しかしより子細に条件を分析するとかなり具体的状況を踏まえて総合判断されていることがうかがえるでしょう。 裁判例では①地主サイドに当該土地を利用しなければならない必要性があるかどうか、②借地人が破産する前の滞納状況や滞納金額の多寡、③破産手続開始決定後の賃料支払いが見込めるかいなか、④地主が立退料を支払うかどうか、その金額の妥当性などが判断事情となるわけです。 たとえば破産前後の厳しい経済状況では、賃料滞納の慢性化などの病理現象が発生することは容易に想像できます。賃料延滞を長期間にわたり延滞しているような店子であれば、賃貸人サイドから解約申し入れを行い更新拒絶をすることも可能です。

逆に賃料支払いに支障がないようであれば、借地人が破産手続開始決定をうけたことをもって解約申し入れをしたとしても、認められない可能性が否定できません。新規の借地人に難色をしめすようであれば、破産管財人との交渉で借地を含めて建物を地主側が購入するという選択肢もあります。 もっとも地主側としては、新たな借地人に対して承諾を出す過程で交渉する余地はあります。それというのも競売によってであれ、任意売却によってであれ借地権の移転に際しては地主の承諾が法律上の有効条件とされているからです。

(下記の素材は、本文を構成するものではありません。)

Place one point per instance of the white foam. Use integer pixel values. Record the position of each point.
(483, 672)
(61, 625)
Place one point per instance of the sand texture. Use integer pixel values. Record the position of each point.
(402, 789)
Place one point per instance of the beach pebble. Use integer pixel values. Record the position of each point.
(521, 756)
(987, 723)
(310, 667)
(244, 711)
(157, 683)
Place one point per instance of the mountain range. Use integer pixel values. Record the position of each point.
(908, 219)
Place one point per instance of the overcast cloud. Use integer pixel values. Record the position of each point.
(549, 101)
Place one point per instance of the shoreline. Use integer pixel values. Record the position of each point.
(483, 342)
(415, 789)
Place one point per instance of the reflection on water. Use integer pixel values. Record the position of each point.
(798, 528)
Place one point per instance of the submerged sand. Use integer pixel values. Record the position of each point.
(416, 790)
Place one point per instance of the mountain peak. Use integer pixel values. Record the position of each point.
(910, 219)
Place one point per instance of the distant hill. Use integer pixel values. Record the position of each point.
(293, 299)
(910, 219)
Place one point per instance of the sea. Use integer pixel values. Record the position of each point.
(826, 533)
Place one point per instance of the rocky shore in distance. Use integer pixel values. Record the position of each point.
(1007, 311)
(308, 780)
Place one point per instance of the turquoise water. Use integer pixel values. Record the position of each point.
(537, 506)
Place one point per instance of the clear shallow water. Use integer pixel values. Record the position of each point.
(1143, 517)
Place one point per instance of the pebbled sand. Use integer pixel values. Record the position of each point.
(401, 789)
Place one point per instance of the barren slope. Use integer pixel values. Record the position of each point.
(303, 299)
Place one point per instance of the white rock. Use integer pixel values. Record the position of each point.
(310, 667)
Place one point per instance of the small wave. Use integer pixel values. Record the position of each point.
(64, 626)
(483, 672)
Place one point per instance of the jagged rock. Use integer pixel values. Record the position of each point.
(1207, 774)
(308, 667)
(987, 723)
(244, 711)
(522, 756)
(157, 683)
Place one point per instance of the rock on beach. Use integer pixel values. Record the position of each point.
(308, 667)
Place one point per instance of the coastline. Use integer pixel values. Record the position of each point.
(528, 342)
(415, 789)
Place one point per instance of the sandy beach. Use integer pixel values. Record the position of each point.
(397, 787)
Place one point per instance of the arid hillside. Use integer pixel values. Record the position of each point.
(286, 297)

借地上の建物を購入した所有者といえども、地主の了解による占有権限がない限り、正当に借地を利用することはできません。新たな借地人としては土地利用のために、承諾に際して承諾料を支払うことになります。地主としては承諾料をもって旧借地人のリスクをカバーすることで対処することが可能になります。ただし地主の請求といえどもそのままみとめられるわけではなく、最終的には借地人から承諾に代わる裁判を申し立てられる可能性はあります。